LA NOCERINA NON DOVEVA VINCERE IL CAMPIONATO PERO’…

Parliamoci chiaro, dire che la Nocerina doveva vincere il campionato non è corretto dirlo e saremmo tutti inesatti nel pronunciare questa cosa, però dire che la Nocerina poteva lottare per impensierire le prime due, si (e non lo pensiamo solo noi ma la Nocerina nelle varie interviste).
I potenziali 18 punti dal Monterosi sono decisamente un’enormità: è pur vero che i laziali sono anni che lottano per andare in C e probabilmente quest’anno ci andranno con merito; però tutta questa differenza di punti e di organico non c’è. I rossoneri da qui a fine stagione, oltre a cercare di conquistare il terzo posto, dovranno dimostrare che i punti di differenza tra le due squadre non può essere di 5 o 6 vittorie.

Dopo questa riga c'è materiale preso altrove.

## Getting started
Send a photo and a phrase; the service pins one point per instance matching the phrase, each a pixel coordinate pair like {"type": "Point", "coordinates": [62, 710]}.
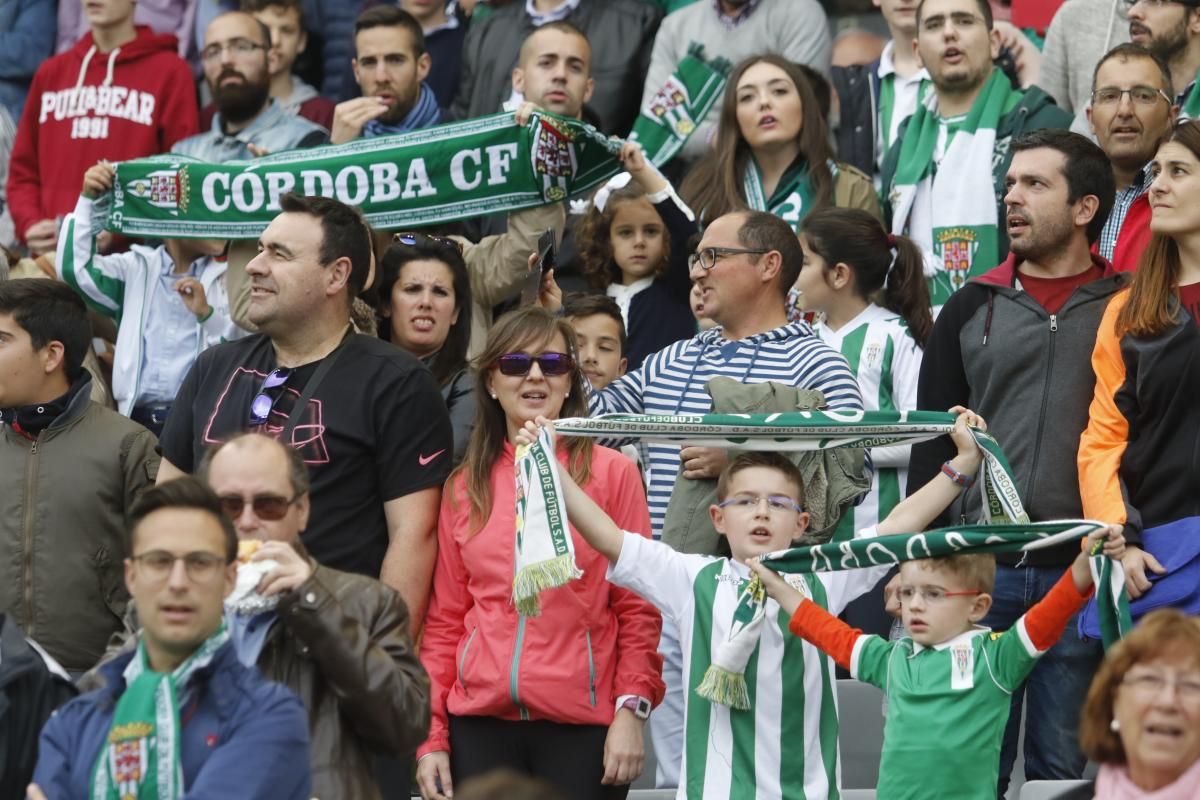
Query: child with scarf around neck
{"type": "Point", "coordinates": [760, 510]}
{"type": "Point", "coordinates": [949, 680]}
{"type": "Point", "coordinates": [634, 247]}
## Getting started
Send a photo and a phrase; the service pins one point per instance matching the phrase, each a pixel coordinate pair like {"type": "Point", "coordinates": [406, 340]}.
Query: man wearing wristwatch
{"type": "Point", "coordinates": [1014, 344]}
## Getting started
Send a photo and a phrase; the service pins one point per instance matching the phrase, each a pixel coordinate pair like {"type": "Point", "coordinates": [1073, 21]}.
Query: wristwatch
{"type": "Point", "coordinates": [639, 705]}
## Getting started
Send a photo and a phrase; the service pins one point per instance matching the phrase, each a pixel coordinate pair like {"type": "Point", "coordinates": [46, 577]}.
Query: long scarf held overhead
{"type": "Point", "coordinates": [942, 206]}
{"type": "Point", "coordinates": [429, 176]}
{"type": "Point", "coordinates": [545, 554]}
{"type": "Point", "coordinates": [676, 109]}
{"type": "Point", "coordinates": [141, 756]}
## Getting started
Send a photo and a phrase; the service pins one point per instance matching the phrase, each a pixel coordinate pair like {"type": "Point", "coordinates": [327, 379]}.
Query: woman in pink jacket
{"type": "Point", "coordinates": [563, 695]}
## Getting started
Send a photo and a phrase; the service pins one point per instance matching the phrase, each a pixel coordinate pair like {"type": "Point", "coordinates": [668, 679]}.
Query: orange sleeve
{"type": "Point", "coordinates": [823, 630]}
{"type": "Point", "coordinates": [1104, 440]}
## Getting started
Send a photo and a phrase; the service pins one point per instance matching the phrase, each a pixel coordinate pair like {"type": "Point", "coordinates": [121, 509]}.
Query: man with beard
{"type": "Point", "coordinates": [1171, 31]}
{"type": "Point", "coordinates": [390, 65]}
{"type": "Point", "coordinates": [942, 180]}
{"type": "Point", "coordinates": [1014, 344]}
{"type": "Point", "coordinates": [1131, 113]}
{"type": "Point", "coordinates": [249, 121]}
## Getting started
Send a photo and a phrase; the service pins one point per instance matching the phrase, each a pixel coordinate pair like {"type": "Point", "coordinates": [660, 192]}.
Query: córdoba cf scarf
{"type": "Point", "coordinates": [949, 208]}
{"type": "Point", "coordinates": [437, 174]}
{"type": "Point", "coordinates": [673, 113]}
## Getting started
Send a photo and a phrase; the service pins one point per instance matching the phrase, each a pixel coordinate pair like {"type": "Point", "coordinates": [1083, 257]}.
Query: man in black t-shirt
{"type": "Point", "coordinates": [375, 431]}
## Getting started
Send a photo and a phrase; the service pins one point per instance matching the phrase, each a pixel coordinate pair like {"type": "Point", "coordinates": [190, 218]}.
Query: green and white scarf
{"type": "Point", "coordinates": [141, 757]}
{"type": "Point", "coordinates": [433, 175]}
{"type": "Point", "coordinates": [676, 109]}
{"type": "Point", "coordinates": [791, 200]}
{"type": "Point", "coordinates": [943, 206]}
{"type": "Point", "coordinates": [545, 554]}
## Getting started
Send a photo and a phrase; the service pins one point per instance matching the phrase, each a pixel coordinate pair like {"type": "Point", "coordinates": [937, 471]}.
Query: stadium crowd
{"type": "Point", "coordinates": [263, 504]}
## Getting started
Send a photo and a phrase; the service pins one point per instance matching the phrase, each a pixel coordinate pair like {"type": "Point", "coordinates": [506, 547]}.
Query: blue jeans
{"type": "Point", "coordinates": [1055, 689]}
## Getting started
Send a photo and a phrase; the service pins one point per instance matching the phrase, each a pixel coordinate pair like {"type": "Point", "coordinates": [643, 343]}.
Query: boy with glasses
{"type": "Point", "coordinates": [786, 744]}
{"type": "Point", "coordinates": [179, 711]}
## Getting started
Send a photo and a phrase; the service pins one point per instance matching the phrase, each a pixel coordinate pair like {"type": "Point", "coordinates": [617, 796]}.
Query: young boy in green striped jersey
{"type": "Point", "coordinates": [949, 681]}
{"type": "Point", "coordinates": [731, 753]}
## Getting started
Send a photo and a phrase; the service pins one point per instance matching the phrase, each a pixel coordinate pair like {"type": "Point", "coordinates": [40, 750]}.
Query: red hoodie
{"type": "Point", "coordinates": [85, 106]}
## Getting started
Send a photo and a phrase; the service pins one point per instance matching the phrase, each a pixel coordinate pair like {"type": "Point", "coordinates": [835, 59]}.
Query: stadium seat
{"type": "Point", "coordinates": [861, 722]}
{"type": "Point", "coordinates": [1049, 789]}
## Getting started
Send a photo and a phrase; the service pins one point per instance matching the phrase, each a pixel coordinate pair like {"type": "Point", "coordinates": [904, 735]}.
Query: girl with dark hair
{"type": "Point", "coordinates": [869, 290]}
{"type": "Point", "coordinates": [425, 308]}
{"type": "Point", "coordinates": [772, 150]}
{"type": "Point", "coordinates": [634, 247]}
{"type": "Point", "coordinates": [1138, 458]}
{"type": "Point", "coordinates": [562, 695]}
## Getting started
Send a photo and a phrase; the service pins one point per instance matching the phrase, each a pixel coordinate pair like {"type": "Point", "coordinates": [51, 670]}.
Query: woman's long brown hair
{"type": "Point", "coordinates": [525, 329]}
{"type": "Point", "coordinates": [713, 187]}
{"type": "Point", "coordinates": [1153, 299]}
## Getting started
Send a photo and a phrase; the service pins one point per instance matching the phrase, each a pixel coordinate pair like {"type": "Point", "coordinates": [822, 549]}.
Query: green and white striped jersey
{"type": "Point", "coordinates": [886, 361]}
{"type": "Point", "coordinates": [731, 755]}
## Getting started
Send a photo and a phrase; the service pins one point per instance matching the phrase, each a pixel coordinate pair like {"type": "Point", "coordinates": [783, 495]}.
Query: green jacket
{"type": "Point", "coordinates": [63, 527]}
{"type": "Point", "coordinates": [1035, 112]}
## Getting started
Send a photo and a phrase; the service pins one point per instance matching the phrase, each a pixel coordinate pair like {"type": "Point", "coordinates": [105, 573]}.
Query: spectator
{"type": "Point", "coordinates": [1012, 343]}
{"type": "Point", "coordinates": [289, 38]}
{"type": "Point", "coordinates": [772, 151]}
{"type": "Point", "coordinates": [249, 121]}
{"type": "Point", "coordinates": [27, 30]}
{"type": "Point", "coordinates": [568, 703]}
{"type": "Point", "coordinates": [73, 470]}
{"type": "Point", "coordinates": [1128, 710]}
{"type": "Point", "coordinates": [1139, 433]}
{"type": "Point", "coordinates": [1171, 31]}
{"type": "Point", "coordinates": [796, 30]}
{"type": "Point", "coordinates": [180, 713]}
{"type": "Point", "coordinates": [1131, 114]}
{"type": "Point", "coordinates": [367, 417]}
{"type": "Point", "coordinates": [876, 98]}
{"type": "Point", "coordinates": [425, 305]}
{"type": "Point", "coordinates": [339, 641]}
{"type": "Point", "coordinates": [390, 65]}
{"type": "Point", "coordinates": [619, 34]}
{"type": "Point", "coordinates": [445, 30]}
{"type": "Point", "coordinates": [120, 92]}
{"type": "Point", "coordinates": [942, 179]}
{"type": "Point", "coordinates": [169, 302]}
{"type": "Point", "coordinates": [1079, 35]}
{"type": "Point", "coordinates": [634, 245]}
{"type": "Point", "coordinates": [31, 686]}
{"type": "Point", "coordinates": [744, 265]}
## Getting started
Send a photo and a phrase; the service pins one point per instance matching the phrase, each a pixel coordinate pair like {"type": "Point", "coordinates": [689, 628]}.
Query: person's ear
{"type": "Point", "coordinates": [979, 608]}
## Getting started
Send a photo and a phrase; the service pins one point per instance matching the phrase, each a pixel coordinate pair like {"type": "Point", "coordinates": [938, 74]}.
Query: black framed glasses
{"type": "Point", "coordinates": [520, 364]}
{"type": "Point", "coordinates": [268, 396]}
{"type": "Point", "coordinates": [708, 257]}
{"type": "Point", "coordinates": [270, 507]}
{"type": "Point", "coordinates": [415, 240]}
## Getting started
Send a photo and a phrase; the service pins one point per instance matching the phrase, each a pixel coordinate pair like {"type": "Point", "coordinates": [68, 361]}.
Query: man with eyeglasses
{"type": "Point", "coordinates": [1132, 112]}
{"type": "Point", "coordinates": [249, 121]}
{"type": "Point", "coordinates": [179, 711]}
{"type": "Point", "coordinates": [367, 417]}
{"type": "Point", "coordinates": [744, 265]}
{"type": "Point", "coordinates": [942, 180]}
{"type": "Point", "coordinates": [1170, 29]}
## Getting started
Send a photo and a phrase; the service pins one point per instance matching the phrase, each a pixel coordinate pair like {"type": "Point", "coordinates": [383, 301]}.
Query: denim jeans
{"type": "Point", "coordinates": [1055, 689]}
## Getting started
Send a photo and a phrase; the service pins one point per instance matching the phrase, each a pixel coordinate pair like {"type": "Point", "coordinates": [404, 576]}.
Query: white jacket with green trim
{"type": "Point", "coordinates": [119, 286]}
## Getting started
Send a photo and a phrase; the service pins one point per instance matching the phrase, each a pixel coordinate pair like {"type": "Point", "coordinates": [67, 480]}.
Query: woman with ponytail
{"type": "Point", "coordinates": [1139, 458]}
{"type": "Point", "coordinates": [869, 292]}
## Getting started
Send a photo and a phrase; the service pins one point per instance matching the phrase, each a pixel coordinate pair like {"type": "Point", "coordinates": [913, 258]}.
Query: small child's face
{"type": "Point", "coordinates": [598, 337]}
{"type": "Point", "coordinates": [637, 239]}
{"type": "Point", "coordinates": [931, 608]}
{"type": "Point", "coordinates": [761, 525]}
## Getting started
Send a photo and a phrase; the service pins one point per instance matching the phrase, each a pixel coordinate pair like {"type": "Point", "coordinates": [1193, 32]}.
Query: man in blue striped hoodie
{"type": "Point", "coordinates": [744, 265]}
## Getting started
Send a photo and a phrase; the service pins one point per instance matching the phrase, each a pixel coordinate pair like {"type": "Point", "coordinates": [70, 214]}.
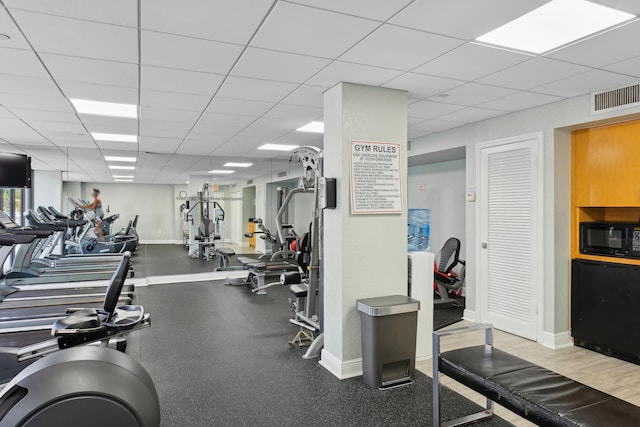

Dal Gladiator in poi aspettiamo una reazione.
I molossi hanno calciatori che sono un lusso per la categoria e tanti che hanno giocato in Serie C, e non solo. quali: Garofalo, Diakité, Rizzo, Sandomenico, El Bakhtaoui, Donnarumma  e Morero (non inseriamo in questa lista Talamo che è stato infortunato fino a questo momento); senza poi dimenticare esperti di categoria quali Impagliazzo, Donida e De Julis, una squadra di certo non sconosciuta arricchita da under importanti in ogni zona del campo.

CONFERMARE LA BASE E RIPARTIRE 

Per l’anno prossimo, aspettando il finale di stagione per giudicare poi totalmente il lavoro dello staff tecnico e squadra, la cosa certa è che Maiorino, se vuole realmente puntare alla C, dovrà confermare la base under e over di questa stagione dando finalmente una continuità, che è sempre mancata alla Nocerina da sette anni a questa parte.

POSSIAMO QUALCHE VOLTA SCRIVERE CRITICHE COSTRUTTIVE?

Concludiamo evidenziando una cosa che ci teniamo a dire, cioè che noi della redazione da inizio stagione o nel corso di questo campionato non ha mai, e diciamo mai, cominciato una crociata verso qualcuno in particolare, anzi abbiamo sempre più esaltato le gesta che criticate. Noi vogliamo semplicemente che la nostra Nocerina possa andare bene e vincere, altro non ci interessa. In questo momento reputiamo che si stia ottenendo meno di quello che si doveva ottenere.